Bad reviews are part of every creative’s life. You can’t please everyone and now that reviewers can hide behind a keyboard, the personal attacks (on you the artist, not the product) can be relentless. There was a day when I didn’t care what reviewers said because I was in a good place and knew why I wrote the book. I told myself, “Okay, not for that reader. Next.”
But I’ve been working on one book since 2014. It’s been brewing that long and it’s nearly finished. It’s set up to be a series of five books so part of what took me so long was building the world for the other characters to play in later. I plan to release, “Room at the Top” in the Summer of 2020 (world’s worst year!) and I hope it will bring a smile to my readers. I’m mustering my courage to come back after my readers have moved on to different writers. That’s a lot of pressure. Old dog, new tricks, and all that.

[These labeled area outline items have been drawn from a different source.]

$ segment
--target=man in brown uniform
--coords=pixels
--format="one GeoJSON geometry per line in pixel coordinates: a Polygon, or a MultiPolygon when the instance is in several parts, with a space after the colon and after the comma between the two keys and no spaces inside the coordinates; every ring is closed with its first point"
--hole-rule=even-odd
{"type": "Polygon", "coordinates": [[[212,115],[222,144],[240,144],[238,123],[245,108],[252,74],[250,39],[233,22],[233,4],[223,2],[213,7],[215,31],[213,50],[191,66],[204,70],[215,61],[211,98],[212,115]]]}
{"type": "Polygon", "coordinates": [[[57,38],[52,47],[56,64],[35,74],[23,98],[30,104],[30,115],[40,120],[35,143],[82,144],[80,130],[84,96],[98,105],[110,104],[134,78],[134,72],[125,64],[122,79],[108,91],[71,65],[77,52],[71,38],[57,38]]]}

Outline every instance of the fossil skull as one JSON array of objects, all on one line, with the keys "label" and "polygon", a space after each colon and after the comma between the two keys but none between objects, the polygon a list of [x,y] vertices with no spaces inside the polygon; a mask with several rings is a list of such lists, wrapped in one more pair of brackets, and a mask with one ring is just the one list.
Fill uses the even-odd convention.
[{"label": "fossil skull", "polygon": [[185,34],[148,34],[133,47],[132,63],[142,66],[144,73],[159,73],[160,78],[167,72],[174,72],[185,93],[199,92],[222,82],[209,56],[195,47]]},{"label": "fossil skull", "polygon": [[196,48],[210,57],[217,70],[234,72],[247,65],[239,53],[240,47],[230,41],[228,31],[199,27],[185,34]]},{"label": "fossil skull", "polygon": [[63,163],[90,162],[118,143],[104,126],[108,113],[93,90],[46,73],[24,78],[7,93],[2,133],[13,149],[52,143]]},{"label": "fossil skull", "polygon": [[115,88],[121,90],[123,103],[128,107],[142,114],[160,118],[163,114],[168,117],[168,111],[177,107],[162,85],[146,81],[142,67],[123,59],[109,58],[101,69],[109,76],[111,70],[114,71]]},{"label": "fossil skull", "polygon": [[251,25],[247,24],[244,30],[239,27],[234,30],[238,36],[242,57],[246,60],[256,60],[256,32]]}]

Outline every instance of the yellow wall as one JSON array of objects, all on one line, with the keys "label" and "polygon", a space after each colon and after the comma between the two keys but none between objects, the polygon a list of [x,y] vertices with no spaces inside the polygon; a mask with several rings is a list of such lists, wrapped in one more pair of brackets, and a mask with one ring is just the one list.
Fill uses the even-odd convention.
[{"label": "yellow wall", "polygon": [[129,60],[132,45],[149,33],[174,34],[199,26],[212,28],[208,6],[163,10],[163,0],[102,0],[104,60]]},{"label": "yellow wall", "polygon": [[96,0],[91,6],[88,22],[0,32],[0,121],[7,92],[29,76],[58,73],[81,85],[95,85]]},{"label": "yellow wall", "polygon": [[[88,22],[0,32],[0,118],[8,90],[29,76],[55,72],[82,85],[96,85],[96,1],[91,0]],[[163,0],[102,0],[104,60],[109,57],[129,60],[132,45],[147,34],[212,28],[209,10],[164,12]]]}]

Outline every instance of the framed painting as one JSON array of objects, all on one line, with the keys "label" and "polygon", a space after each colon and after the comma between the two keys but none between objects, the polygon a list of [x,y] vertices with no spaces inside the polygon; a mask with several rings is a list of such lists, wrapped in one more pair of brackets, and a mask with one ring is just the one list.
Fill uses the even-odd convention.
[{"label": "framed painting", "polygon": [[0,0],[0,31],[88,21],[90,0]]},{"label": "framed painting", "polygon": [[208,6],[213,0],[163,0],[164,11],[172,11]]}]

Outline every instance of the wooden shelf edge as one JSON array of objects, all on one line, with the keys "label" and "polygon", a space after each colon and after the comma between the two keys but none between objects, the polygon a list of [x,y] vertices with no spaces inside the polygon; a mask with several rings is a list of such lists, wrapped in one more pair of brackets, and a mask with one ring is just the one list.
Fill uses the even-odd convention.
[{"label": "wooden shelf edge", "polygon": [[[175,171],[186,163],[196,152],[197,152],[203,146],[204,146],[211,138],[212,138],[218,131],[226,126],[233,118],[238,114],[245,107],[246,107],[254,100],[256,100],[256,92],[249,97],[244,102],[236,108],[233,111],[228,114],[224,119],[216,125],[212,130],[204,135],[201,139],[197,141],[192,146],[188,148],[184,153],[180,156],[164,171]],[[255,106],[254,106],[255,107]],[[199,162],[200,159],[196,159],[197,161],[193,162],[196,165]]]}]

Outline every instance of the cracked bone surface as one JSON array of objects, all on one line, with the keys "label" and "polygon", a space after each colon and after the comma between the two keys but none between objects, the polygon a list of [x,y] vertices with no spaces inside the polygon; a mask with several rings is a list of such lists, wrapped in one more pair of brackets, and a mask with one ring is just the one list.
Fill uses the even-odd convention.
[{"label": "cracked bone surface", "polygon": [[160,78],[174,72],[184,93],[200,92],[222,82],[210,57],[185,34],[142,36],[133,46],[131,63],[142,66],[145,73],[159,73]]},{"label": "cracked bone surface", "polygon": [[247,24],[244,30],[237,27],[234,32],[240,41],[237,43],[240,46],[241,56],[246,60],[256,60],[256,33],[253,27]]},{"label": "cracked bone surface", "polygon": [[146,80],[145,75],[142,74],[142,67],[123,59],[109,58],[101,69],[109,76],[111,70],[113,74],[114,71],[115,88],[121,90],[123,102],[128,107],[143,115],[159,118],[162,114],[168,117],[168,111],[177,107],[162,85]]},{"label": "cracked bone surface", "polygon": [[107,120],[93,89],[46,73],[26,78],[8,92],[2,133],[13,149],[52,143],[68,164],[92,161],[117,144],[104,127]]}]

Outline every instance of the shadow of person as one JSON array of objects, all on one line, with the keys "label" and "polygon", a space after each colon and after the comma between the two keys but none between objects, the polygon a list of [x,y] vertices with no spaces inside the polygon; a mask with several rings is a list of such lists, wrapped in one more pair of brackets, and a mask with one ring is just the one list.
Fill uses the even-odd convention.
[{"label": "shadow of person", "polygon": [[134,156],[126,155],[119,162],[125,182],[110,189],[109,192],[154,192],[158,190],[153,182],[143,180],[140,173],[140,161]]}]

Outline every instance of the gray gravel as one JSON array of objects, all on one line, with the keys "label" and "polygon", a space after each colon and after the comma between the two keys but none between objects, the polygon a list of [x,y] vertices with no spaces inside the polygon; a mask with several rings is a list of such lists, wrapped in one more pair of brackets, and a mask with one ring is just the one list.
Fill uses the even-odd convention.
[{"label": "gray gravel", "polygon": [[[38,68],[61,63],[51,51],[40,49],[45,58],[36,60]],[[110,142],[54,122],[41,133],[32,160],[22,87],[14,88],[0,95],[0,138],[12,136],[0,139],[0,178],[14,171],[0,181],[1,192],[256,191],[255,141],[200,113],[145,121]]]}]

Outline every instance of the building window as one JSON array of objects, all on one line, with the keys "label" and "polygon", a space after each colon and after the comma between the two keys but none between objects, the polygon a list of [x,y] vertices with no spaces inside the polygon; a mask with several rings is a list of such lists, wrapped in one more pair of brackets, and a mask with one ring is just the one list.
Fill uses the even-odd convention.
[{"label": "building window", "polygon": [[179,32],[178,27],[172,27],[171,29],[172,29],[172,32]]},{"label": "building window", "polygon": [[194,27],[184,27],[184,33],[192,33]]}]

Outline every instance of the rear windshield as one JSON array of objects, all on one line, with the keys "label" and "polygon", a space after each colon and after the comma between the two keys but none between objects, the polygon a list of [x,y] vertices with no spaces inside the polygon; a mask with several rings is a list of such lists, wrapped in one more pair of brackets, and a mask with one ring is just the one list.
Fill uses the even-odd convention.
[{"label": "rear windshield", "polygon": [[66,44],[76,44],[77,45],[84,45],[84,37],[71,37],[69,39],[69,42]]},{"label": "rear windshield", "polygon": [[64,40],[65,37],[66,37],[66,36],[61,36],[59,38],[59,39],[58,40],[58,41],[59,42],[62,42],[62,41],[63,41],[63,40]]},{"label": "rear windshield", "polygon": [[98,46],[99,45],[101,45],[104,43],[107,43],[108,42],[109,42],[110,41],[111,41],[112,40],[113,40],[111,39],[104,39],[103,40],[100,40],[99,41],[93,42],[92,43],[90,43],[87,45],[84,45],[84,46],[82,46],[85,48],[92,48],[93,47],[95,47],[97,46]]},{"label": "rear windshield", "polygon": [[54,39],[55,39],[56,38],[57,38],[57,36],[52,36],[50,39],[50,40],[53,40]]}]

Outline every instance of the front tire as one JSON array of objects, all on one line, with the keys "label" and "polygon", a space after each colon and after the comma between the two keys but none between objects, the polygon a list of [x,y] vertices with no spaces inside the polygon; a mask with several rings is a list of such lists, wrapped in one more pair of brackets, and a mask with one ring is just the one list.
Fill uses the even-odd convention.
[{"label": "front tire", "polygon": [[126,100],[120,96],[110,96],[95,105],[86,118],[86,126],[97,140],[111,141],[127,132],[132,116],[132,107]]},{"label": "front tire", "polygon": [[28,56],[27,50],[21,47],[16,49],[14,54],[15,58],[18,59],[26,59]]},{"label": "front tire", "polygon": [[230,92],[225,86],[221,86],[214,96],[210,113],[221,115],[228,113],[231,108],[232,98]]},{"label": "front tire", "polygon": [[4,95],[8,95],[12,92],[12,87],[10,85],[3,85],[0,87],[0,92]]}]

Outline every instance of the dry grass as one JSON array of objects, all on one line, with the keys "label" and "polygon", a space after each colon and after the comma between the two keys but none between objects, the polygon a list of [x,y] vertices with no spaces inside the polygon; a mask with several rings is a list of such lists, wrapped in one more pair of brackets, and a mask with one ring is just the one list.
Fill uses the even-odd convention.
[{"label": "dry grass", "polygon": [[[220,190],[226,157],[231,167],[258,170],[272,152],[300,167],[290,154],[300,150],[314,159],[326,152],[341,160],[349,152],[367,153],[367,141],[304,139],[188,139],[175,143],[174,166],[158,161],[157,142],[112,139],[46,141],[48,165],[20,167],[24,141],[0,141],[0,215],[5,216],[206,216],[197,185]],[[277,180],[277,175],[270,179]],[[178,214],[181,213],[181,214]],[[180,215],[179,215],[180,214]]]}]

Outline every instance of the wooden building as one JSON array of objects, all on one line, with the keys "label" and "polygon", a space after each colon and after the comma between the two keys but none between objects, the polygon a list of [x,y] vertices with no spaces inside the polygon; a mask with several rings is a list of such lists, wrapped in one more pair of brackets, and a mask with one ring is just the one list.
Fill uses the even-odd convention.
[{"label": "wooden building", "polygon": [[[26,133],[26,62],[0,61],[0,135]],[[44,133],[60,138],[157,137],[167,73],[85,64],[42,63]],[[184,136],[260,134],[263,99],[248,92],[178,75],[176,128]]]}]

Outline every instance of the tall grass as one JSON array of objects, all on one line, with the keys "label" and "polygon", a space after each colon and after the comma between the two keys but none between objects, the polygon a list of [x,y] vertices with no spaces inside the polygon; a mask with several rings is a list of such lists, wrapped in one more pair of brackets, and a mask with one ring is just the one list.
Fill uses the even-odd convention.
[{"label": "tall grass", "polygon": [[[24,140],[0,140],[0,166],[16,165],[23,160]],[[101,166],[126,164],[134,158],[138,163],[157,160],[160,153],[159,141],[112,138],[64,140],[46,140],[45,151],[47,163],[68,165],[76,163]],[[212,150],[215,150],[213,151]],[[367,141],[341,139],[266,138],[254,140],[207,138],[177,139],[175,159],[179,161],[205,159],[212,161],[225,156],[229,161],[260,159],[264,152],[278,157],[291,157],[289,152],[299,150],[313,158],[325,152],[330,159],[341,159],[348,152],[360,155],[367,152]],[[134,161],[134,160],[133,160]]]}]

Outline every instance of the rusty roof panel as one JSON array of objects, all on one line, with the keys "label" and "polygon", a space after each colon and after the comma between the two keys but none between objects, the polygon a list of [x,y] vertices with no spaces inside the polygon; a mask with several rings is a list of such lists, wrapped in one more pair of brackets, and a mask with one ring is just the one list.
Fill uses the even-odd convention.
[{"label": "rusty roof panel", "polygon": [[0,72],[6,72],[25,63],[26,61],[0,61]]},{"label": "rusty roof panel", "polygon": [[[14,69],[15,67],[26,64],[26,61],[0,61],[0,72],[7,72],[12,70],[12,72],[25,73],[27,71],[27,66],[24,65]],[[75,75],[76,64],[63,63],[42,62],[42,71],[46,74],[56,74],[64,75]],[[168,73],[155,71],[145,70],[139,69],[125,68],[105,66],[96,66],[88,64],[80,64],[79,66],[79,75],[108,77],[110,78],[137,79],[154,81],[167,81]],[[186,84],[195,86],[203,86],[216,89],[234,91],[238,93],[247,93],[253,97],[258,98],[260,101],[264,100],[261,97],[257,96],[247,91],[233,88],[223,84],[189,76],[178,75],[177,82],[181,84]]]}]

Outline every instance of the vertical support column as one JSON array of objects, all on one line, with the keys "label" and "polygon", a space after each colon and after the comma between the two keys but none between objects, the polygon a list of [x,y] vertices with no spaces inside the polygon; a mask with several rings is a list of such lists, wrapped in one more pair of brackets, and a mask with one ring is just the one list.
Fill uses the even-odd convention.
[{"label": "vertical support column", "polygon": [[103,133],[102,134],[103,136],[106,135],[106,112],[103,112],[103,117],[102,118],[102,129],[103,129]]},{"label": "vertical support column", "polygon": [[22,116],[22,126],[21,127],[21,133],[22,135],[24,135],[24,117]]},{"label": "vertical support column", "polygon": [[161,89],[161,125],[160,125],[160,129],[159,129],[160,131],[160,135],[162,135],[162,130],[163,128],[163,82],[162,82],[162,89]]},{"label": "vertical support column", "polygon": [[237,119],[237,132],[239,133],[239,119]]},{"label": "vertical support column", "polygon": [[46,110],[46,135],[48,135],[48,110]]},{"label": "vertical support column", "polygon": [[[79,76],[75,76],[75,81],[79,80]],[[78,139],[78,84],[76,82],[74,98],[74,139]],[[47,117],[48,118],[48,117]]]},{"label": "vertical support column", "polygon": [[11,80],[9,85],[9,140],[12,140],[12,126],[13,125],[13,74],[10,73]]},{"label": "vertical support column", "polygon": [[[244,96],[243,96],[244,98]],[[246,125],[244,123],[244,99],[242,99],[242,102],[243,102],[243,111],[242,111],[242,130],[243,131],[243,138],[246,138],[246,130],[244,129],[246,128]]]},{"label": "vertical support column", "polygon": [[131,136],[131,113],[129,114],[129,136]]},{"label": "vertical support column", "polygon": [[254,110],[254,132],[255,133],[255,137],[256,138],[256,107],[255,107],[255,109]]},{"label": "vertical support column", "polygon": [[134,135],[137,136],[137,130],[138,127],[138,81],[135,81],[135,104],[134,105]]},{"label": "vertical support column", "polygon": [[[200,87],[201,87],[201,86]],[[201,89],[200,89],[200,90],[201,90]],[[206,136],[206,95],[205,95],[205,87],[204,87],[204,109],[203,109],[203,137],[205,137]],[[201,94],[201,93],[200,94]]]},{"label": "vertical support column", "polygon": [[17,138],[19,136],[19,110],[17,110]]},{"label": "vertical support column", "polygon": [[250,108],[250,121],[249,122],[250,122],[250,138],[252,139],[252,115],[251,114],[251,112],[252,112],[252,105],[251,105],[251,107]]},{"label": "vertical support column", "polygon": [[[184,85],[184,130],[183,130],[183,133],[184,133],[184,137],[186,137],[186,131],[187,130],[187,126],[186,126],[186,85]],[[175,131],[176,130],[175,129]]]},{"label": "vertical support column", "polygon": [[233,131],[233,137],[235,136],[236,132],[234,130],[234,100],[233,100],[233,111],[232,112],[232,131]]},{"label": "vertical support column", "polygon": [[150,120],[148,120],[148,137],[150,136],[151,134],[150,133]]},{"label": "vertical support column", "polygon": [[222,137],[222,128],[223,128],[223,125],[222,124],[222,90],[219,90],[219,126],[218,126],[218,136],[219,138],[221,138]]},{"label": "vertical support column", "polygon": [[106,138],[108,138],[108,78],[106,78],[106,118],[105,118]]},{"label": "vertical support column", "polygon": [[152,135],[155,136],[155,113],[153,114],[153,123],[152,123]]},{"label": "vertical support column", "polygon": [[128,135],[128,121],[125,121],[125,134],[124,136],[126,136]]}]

Brene Brown, who struggles with vulnerability, quotes Teddy Roosevelt in her book, “Daring Greatly.” She states that people who criticize don’t really have the right to do so since they’re not even in the game. And while true, it will never stop critics. Some people — it’s just in their nature to be displeased. I mean, even when they’re getting a book for free. (Do they know they can stop reading it? That’s what I do.)
“The credit belongs to the man who is actually in the arena, whose face is marred by dust and sweat and blood; who strives valiantly…who at the best knows, in the end, the triumph of high achievement, and who at the worst, if he fails, at least fails by daring greatly.” Theodore Roosevelt
I don’t generally read my reviews anyway, but I’m braced for them — good and bad. Today, I was watching “Tess of the D’Urbervilles” on television (thank you lockdown.) I was thinking about how Angel Clare is the hero of that book, but also the villain as he represents Victorian England and he destroys Tess completely. On a recent review of the book, someone wrote, “The real villain of this book is Thomas Hardy for writing it.” Ouch. Dissed nearly 100 years after his death — still, the bad reviews play on…by people who are not in the arena. Hardy was a genius who is buried in Poet’s Corner of Westminster Abbey. I wonder what the reviewer’s literary credentials are.
Incidentally, Thomas Hardy stopped writing fiction after the heinous reviews on “Jude the Obscure.” He took to poetry after that.
I’m a terrible poet, so I’ll stick with Chick Lit/Women’s Fiction — but I’m ready! It’s time to get back in the game!